Руки они, естественно, друг другу не подали.

Ситуация была на редкость дурацкая для обоих. Андрей нервничал, но держался с достоинством. Николаев исподволь, с каким-то болезненным, неприязненным интересом разглядывал любовника дочери.

– Только я вас прошу… как договаривались… Чтоб Валерка не знала…

– Да, конечно, – торопливо кивнул Андрей. – Как она?

– Лежит пока. Крови много ушло… Ну и психиатры там… разговоры всякие…

– Это обязательно при суицидном состоянии.

– Ну да.

Они неловко помолчали. Был яркий солнечный день, сквозь плотную завесу выхлопных газов пробивались весенние запахи – оттаявшей земли и набухших почек.

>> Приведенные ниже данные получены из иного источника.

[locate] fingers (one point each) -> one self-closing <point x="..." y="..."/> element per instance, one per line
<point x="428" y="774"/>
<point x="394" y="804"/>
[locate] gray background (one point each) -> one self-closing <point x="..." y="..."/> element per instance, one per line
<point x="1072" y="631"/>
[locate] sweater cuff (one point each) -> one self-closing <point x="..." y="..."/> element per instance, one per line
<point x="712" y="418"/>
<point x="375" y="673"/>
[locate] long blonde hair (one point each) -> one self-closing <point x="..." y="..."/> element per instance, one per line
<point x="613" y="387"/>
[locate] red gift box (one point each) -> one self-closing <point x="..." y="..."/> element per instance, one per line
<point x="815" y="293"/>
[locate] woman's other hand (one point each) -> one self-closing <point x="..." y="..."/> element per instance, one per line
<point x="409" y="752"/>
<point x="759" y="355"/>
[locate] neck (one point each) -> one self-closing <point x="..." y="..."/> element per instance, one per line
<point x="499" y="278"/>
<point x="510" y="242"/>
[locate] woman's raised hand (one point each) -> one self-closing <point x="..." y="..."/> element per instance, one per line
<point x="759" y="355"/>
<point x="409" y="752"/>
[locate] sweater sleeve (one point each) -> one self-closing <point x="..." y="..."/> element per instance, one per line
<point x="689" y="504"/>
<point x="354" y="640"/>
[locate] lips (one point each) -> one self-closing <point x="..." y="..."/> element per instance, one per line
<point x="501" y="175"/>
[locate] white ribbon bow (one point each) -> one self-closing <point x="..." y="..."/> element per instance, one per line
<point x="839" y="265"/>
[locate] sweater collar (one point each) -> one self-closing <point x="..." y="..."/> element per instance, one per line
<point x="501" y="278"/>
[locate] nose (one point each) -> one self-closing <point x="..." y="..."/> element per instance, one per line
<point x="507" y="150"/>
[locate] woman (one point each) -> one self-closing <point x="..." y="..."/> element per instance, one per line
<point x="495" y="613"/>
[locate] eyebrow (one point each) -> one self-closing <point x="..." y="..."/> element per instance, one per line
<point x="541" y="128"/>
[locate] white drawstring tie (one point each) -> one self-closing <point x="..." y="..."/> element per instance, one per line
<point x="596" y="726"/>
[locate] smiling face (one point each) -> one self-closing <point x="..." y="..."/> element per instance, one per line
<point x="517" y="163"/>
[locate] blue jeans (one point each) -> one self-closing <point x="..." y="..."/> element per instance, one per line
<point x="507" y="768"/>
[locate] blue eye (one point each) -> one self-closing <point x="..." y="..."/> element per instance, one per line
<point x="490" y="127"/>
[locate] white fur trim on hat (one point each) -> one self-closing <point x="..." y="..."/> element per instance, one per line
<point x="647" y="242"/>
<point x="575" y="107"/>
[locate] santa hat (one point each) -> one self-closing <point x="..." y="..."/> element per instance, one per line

Родители вели празднично одетых детей в театр – замысловатый дворец из бетона. По другую сторону проспекта высилась каменная громада университета.

– Вы не волнуйтесь, – сказал Николаев. – Я не за тем пришел… И жена никуда не пойдет… Я просто… понять хочу… – он развел руками, не зная, как объяснить.

– Вы поймите меня правильно, – заговорил Андрей. – Постарайтесь поставить себя на мое место. Встречаю я девушку… У меня жена искусствовед, смотрит спектакли по всей стране. Полгода в командировках как минимум. Я живой человек, в конце концов… Ну вот представьте, – неожиданно разозлился Андрей. – Стоит такая лахудра, извините… накрашена так, что лица не видно, – откуда я знаю, сколько ей лет?… Я пригласил, так, мимоходом. Она пошла – ночью к незнакомому взрослому мужчине. Что я, по-вашему, должен был подумать?… И потом – я ведь не маньяк, не насильник… Я был просто потрясен, когда понял, что она девочка… после всего этого.

Николаев молча слушал, глядя в сторону, болезненно морщась.

– Она действительно сама пошла? – спросил он.